The utility model specific implementation one is described in detail in conjunction with Fig. 1 to Figure 13.Hobboing cutter under the big cutting-in of the utility model Sword bottom contact force characteristic test system, including hobboing cutter normal line cutting experiment platform (see Fig. 1), data collecting instrument (not shown), rolling Knife (4) (see Fig. 1), eddy current displacement sensor (only drawing probe as shown in Figure 7 (10-2)) and industrial personal computer (not shown)； As shown in Figure 1, hobboing cutter normal line cutting experiment platform include rack (1), moved cross beam (2), tool apron (3), rock material bin (5), Horizontal table (6), Vertical Cylinders (7), longitudinal oil cylinder (8) and cross cylinder (14)；It is illustrated in figure 2 the general structure of hobboing cutter Form, including cutter ring (4-1), cutter hub (4-2), snap ring (4-3), cutter shaft (4-4), bearing (4-5), seal assembly (4-6) and end It covers (4-7)；In this example, select the 17 cun of normal section flat sword hobboing cutters of certain type standard being widely used in engineering (using as in Fig. 3 17 cun of normal section flat sword cutter rings of certain type standard shown in the dotted line of right side) it is used as research object.As shown in figure 3, the type standard hob The size factor of the standard cutter ring (hereinafter referred to as standard cutter ring) of (hereinafter referred to as standard hob) includes：Radius R is 216mm, knife Transition arc r at blade (4-1-3)₀For 1.8mm, tool point angle θ₀Smaller is 6 °, the wide a of blade₀For 13mm；In figure, the standard cutter ring Sword bottom (4-1-1) at can not patch, the two sides (4-1-2) of blade part (4-1-3) can patch region it is smaller, and on inclined-plane Upper patch is inconvenient.

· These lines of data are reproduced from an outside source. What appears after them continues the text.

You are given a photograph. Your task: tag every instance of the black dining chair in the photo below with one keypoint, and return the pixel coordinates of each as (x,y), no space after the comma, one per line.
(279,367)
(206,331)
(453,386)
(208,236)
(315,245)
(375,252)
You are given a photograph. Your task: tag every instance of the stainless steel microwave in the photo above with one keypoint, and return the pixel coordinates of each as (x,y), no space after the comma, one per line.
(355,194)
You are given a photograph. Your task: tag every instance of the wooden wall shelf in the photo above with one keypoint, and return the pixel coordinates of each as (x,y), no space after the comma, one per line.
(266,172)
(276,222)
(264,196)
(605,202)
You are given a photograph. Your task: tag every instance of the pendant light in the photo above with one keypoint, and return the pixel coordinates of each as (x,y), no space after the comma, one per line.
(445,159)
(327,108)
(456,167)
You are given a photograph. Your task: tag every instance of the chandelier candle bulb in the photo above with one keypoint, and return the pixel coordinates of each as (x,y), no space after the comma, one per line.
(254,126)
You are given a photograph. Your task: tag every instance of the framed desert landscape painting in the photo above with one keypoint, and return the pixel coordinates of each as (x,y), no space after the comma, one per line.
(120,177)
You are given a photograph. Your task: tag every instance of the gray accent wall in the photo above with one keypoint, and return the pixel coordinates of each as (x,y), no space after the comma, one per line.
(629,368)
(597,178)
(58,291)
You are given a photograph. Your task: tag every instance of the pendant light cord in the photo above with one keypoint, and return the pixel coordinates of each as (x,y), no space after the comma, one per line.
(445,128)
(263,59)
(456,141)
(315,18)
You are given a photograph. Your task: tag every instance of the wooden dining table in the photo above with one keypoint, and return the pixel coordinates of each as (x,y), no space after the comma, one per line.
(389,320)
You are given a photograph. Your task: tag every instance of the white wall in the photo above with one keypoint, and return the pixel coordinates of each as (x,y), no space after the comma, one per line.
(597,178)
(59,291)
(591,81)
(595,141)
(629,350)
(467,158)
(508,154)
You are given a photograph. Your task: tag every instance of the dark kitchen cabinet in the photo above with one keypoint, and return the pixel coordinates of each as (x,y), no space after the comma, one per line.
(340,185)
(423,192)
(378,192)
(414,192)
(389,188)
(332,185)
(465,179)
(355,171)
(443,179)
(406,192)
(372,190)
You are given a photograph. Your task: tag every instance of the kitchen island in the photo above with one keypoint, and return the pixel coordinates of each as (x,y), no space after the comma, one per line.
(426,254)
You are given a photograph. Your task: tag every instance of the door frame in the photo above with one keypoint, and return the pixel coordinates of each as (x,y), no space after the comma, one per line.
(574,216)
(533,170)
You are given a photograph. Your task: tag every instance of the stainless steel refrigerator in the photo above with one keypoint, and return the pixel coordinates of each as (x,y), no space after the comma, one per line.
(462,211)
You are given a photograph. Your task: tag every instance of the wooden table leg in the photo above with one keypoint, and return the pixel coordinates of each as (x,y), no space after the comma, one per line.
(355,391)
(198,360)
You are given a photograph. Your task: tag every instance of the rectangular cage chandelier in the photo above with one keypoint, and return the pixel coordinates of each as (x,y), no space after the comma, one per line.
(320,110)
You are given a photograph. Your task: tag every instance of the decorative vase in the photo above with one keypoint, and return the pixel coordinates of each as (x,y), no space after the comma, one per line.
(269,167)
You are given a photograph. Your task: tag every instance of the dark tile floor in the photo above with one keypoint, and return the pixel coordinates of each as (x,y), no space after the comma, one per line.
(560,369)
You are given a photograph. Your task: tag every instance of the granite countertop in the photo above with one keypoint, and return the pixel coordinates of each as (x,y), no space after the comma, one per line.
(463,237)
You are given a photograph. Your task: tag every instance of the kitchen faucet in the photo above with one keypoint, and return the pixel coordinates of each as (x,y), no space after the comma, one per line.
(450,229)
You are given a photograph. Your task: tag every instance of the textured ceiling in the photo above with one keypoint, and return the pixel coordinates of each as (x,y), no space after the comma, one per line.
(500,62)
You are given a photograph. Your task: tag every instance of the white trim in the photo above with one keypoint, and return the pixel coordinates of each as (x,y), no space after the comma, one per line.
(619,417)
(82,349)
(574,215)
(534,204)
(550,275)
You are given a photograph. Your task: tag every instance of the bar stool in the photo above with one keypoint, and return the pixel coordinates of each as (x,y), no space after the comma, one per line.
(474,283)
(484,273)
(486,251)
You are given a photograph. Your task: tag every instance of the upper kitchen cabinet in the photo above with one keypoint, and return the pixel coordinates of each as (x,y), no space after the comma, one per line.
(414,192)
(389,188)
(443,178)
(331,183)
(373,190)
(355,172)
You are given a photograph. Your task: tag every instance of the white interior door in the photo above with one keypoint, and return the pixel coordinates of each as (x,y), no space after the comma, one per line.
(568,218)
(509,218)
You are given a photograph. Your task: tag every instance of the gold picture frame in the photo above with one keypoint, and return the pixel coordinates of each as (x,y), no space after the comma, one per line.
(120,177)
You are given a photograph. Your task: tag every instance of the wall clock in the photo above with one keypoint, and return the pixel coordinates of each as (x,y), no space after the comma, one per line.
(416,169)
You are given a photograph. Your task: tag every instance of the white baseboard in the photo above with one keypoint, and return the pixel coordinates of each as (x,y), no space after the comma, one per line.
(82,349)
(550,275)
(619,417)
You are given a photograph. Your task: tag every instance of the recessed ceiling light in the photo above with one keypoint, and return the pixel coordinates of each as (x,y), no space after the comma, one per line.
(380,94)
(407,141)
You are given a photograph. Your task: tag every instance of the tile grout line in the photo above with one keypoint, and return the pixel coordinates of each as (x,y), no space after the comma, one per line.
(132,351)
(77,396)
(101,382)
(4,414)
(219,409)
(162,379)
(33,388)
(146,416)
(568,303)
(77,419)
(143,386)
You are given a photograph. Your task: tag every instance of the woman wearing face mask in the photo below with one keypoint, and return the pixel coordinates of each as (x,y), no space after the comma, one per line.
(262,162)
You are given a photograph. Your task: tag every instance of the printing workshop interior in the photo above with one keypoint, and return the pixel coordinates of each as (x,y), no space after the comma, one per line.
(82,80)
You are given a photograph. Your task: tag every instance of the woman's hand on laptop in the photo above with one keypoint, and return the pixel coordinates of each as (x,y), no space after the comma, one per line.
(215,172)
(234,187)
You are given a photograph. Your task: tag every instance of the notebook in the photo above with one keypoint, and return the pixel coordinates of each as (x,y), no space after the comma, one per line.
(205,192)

As depicted in figs. 1 and 2, hobboing cutter (4) is mounted on by cutter shaft (4-4) in tool apron (3)；Tool apron (3) and moved cross beam (2) three-dimensional force transducer (9) is also equipped between, to measure the three-dimensional cutting force that hobboing cutter in cutting process (4) is subject in real time (vertical force, lateral force and rolling force).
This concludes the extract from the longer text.